The changes in the world economic market-place have had many varied effects, and many different consequences. One of the most notable is for people who bought property in the emerging real estate markets of the world just prior to the global downturn. Some countries, such as Spain, Portugal, France, Bulgaria and the United States, are in a position to just ride out the storm knowing that demand will return to these areas as soon the market starts to recover. But where does that leave clients who bought in the emerging markets where the infrastructure was planned for the coming few years, but is not actually in place? Places like Romania, Cape Verde, Morocco and a host of other such destinations.
“We knew it was a high risk strategy buying in an emerging market” conceded Matthew Edwards from London who invested in a 2 bedroom apartment in a complex in Cape Verde, “but we did not expect the downturn to come so quick, or to be so severe. At the time we bought in mid 2007, the market was buoyant and even though Cape Verde was fairly basic in terms of facilities, we expected it would take around 3 to 5 years to bring the infrastructure up to a standard to make it a world-class holiday destination. With what’s happened to the global economy, we know it will now take much longer, and may never happen”.
“The world market is a very different place to what it was 2 years ago. It’s bad enough if one or two developers are struggling to complete the projects they promised, but when it comes to whole areas, and even countries suffering a huge economic setback, clients are running a real risk of being left with properties that are worth only a fraction of what they paid, and furthermore have very little prospect of rentals due to the lack of facilities, or regular flights, or decent roads.”
Only a couple of years ago, Romania was quoted by Channel Four in the UK as being the best place on earth to invest in, with potential returns in excess of 400% over 10 years. Clearly this is now highly unlikely to be achieved. In fact, some real estate investments in Romania may be lucky to reach parity with their 2007 values in ten years time.
Furthermore, many developers around the world are going bust. Many are hanging on by their finger-tips and are down-grading the development so that it does not now contain the facilities that clients originally expected. Legal cases in these countries are fraught with difficulties and rarely end up successful from the purchasers perspective. More often than not, clients throw good money after bad retaining lawyers to pursue developers in far off nations, and the result is no funds ever get paid back.
That means clients are having to face the possibility of losing large sums of money, or otherwise, they must look for alternative ways to recoup the loss that they have incurred.
“We are in a fortunate position at MRI in that we are a developer as well as being a Real Estate Agent” stated Pickering, the CEO. “That means, that in a few cases, we have been able to give our clients the opportunity to switch their investment into one of our own developments, particularly if the original developer in the emerging market has failed to live up to the terms of the contract such as not completing the full on-site facilities, or being late with the development.”

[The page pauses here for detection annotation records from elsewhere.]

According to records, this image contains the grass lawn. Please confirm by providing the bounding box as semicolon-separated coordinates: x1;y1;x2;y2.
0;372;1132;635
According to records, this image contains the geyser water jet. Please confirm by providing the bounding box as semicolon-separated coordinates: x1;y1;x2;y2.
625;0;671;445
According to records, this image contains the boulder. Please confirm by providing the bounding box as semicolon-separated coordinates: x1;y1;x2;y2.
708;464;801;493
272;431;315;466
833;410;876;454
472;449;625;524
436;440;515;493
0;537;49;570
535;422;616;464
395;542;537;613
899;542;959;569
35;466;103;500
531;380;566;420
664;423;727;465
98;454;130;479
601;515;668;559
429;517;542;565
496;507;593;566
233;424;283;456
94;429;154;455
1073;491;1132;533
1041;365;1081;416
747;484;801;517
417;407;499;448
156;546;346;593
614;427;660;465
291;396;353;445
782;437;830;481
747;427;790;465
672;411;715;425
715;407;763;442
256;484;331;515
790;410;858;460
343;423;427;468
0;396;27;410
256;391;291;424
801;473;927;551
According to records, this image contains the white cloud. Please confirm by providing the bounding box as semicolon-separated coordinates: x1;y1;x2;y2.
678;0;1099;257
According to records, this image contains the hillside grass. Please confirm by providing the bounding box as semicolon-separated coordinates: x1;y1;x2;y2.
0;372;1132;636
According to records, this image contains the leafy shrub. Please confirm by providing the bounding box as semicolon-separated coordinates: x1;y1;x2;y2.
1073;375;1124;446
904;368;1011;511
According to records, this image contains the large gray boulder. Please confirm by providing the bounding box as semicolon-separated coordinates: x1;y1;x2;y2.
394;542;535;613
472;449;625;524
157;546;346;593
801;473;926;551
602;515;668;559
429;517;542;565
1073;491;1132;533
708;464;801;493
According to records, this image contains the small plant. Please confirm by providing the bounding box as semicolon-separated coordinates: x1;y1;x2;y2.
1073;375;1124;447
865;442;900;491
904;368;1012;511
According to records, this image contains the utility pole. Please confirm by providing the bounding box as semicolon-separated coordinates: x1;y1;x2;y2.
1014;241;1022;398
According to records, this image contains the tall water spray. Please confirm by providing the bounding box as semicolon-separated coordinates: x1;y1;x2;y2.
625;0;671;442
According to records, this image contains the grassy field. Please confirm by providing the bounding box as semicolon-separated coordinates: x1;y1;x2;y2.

Pickering went on to say “It has been very well received, as we have helped clients to avoid losing 30, 40 or 50,000 euros. The real problem has been that we do not have enough properties to satisfy all the clients that would like to switch away from an emerging nation, and into one of our blue-chip regions. It’s a simple case of supply and demand, and sadly, far more people would like to move than we have properties available.”
Matthew Edwards from London was one of the lucky ones. “We managed to get out of Cape Verde and into Portugal with MRI recognizing most of the deposit we had lost in the bad investment in Cape Verde. You never know what the future holds, but I feel much more confident that Portugal will recover much faster than Cape Verde. That means that I stand a much better chance of making money out of my investment, and getting many more rentals. I feel a bit sorry for those who are left in Cape Verde, but at a time like this, I have to think for myself, and protect my own families position.”
It’s a sentiment that we can all relate to.